Anadolu Hisari (Anatolian Fortress)
A 14th century castle from the Ottoman’s first attempt to capture Istanbul, Anatolian Fortress is located on the Asian shore of the city at the narrowest point of the Bosphorus Strait. Sultan Yildirim Bayezit built this fortress in 1395 on the ruins of an old temple devoted to Zeus.
The fortress is much smaller (7.000 m2 – 1,7 acres) in size when comparing it with Rumelihisari on the European side of Istanbul. Its towers are about 25 meters (82 feet) high with 2-5 meters (7-16 feet) tickness. The fortress was also named “Güzelce Hisar” in some historical documents. Today, Anadolu Hisari is an open air museum but only outer walls can be visited, and the road passes just through it.

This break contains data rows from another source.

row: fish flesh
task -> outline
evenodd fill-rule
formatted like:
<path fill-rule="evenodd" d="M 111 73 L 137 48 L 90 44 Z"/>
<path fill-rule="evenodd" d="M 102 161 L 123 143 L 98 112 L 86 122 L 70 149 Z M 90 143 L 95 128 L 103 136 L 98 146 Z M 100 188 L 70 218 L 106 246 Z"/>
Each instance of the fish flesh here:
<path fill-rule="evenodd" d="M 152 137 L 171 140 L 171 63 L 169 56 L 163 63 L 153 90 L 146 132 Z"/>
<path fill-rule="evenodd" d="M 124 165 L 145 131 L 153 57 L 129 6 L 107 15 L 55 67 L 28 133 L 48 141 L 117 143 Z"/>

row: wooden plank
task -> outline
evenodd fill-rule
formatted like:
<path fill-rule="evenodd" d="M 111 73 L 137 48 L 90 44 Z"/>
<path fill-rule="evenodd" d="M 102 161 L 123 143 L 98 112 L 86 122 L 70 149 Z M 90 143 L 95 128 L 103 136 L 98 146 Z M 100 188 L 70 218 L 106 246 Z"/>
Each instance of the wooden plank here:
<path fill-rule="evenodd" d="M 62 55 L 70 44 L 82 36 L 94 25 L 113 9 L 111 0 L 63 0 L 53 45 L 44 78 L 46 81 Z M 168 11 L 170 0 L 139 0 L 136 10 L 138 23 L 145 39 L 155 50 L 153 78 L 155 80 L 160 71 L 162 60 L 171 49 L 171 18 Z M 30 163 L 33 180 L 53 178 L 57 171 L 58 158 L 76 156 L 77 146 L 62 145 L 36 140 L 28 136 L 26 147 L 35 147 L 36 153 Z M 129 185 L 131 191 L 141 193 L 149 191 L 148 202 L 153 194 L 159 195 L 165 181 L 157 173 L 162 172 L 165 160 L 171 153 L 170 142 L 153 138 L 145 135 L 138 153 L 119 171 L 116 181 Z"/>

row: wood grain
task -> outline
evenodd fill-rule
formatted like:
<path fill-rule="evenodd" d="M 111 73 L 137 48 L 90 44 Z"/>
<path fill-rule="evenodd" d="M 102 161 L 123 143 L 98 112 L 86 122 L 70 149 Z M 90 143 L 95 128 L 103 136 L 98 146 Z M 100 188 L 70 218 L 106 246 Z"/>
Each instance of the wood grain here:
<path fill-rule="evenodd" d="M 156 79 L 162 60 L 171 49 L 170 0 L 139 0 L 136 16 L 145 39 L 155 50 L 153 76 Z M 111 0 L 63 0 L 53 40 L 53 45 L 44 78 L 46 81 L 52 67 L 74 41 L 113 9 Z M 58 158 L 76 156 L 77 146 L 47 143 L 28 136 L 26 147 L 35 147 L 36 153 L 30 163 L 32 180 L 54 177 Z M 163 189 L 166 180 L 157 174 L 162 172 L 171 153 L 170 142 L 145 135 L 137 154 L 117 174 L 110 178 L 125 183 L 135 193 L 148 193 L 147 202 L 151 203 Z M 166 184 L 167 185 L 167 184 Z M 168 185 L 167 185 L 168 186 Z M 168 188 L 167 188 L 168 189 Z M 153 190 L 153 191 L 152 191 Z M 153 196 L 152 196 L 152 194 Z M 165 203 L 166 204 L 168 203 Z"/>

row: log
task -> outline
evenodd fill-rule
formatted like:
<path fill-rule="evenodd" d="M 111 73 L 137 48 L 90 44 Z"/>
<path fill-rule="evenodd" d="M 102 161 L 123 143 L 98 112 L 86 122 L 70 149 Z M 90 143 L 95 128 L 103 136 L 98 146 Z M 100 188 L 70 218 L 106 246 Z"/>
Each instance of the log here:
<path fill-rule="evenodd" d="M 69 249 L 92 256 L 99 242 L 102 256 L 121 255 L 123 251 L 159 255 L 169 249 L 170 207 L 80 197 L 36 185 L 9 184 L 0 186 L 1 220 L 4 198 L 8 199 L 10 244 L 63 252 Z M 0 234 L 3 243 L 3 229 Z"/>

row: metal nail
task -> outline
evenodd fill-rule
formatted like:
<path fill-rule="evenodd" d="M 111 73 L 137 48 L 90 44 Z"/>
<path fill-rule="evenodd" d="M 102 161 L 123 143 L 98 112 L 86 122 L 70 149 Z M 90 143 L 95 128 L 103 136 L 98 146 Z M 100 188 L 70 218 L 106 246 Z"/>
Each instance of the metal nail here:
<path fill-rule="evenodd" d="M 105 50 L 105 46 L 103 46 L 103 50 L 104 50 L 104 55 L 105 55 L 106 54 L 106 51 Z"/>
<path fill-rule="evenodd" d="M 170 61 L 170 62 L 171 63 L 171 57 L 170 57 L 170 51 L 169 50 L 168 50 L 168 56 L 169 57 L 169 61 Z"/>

Rumelihisari (Rumeli Fortress)
Rumeli fortress was built by the sultan Mehmet the Conqueror in four months only and directly opposite to Anadoluhisari in 1452 in readiness for the final attack on Constantinople, which led to the downfall of the Byzantine Empire. The fortress is situated at the narrowest section of the Bosphorus Strait (about 600 meters – 1970 feet). It occupies an area of 60.000 m2 (16 acres), had 4 main and 1 smaller gate, and 3 large and 1 smaller tower.
From a small mosque inside, only its minaret survived. Rumelihisar suffered from big earthquakes but was always restored, final restoration was done in 1953 and opened as a museum. Today, the fortress is open to the general public as an open-air museum and hosts many concerts and dramatic performances in its amphitheater usually during the summer season.
Yedikule Hisari (Seven Towers dungeons)
As its name says in Turkish, Yedikule is a seven towered fortress which was built next to the city wall near the Byzantine Imperial Gate (Golden Gate or Porta Aurea) during the reign of Sultan Fatih Mehmet to safeguard the treasury. Over the sultan Murat III’s reign, the treasury was relocated to the Topkapi Palace and Yedikule started to be used as a dungeon.
The place of imprisonment of many foreign ambassadors and Ottoman statesman, in addition to a place of execution for some, the fortress was last used as a prison in 1831. It than became a dwelling for the lions of Topkapi Palace, and later a gunpowder manufacturing place. Today, the fortress is a museum which is also hosting open air concerts in the inner courtyard during the summer season.
Sehir Surlari (City Walls)
Since the times of old Byzantium, a fortified city wall starting from the Golden Horn surrounded the city and reached the Sea of Marmara. But the land walls that we see today in Istanbul were built throughout the Byzantine period. First, Theodosius started to build a city wall in the 5th century AD than it was enlarged in the 6th century during the reign of Justinian as a result of expansion of Constantinople. These walls were sufficiently strong to stop enemy sieges such as Arab and Persian attacks in the 7th and 8th centuries but it couldn’t stop the Ottoman army during the Conquest of Constantinople in the 15th century.
Throughout the Ottoman period, the wall was useless because Istanbul was in the center of a huge Empire thus it was impossible for the enemy to capture all these lands until they could reach the city. Therefore the land walls were used as construction material and mostly destroyed due to the earthquakes. Today, some sections of the wall are being restored by the local municipality to remember its glorious times.
The Byzantine wall was split into 3 sections: Marmara Sea walls, Golden Horn walls, and Land walls. The walls had over 300 big towers (20-25 meters – 65-82 feet high) for its defense and about 55 gates giving entry to the city; 19 of them were at the Sea wall, 25 at the Golden Horn wall, and 11 at the Land wall. The city wall was about 22 kilometers in total, 9-12 meters (30-40 feet) high with 2-5 meters (7-16 feet) of tickness. There was clearly a water canal in front of the land walls to stop any possible climb with ladders or digging a tunnel underneath.